"I understand."

"No man can understand,"—her voice growing shrill with pain. "It's not easy to eat the bread needed for other mouths day after day, with your hands tied, idle and helpless. A boy can go out and work, in a hundred ways: a girl must marry; it's her only chance for a livelihood, or a home, or anything to fill her heart with. Don't blame my mother, Paul. She had ten of us to work for. From the time I could comprehend, I knew her only hope was, to live long enough to see her boys educated, and her daughters in homes of their own. It was the old story, Doctor Blecker,"—with a shivering laugh more pitiful than a cry. "I've noticed it since in a thousand other houses. Young girls like me in these poor-genteel families,—there are none of God's creatures more helpless or goaded, starving at their souls. I couldn't teach. I had no talent; but if I had, a woman's a woman: she wants something else in her life than dog-eared school-books and her wages year after year."

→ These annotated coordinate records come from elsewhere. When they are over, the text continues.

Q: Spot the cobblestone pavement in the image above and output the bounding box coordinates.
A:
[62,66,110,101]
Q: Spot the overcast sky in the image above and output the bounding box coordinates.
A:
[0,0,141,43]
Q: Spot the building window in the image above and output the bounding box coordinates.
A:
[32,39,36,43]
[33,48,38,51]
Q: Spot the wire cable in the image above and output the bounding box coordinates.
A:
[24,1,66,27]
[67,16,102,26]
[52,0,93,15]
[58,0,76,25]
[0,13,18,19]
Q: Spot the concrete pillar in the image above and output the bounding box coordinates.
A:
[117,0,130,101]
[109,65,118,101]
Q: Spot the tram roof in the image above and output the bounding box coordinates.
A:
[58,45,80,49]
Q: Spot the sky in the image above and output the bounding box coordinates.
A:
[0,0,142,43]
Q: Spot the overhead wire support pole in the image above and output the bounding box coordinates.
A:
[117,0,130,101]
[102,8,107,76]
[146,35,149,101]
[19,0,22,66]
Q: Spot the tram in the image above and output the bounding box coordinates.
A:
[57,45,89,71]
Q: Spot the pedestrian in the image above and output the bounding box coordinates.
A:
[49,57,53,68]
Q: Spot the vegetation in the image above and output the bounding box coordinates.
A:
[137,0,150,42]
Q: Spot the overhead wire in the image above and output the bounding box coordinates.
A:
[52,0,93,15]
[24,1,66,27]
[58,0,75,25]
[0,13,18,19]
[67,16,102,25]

Blecker could hardly repress a smile.

"You are coming to political economy by a woman's road, Grey."

"I don't know what that is. I know what my life was then. I was only a child; but when that man came and held out his hand to take me, I was willing when they gave me to him,—when they sold me, Doctor Blecker. It was like leaving some choking pit, where air was given to me from other lungs, to go out and find it for my own. What marriage was or ought to be I did not know; but I wanted, as every human being does want, a place for my own feet to stand on, not to look forward to the life of an old maid, living on sufferance, always the one too many in the house."

"That is weak and vulgar argument, child. It should not touch a true woman, Grey. Any young girl can find work and honorable place for herself in the world, without the defilement of a false marriage."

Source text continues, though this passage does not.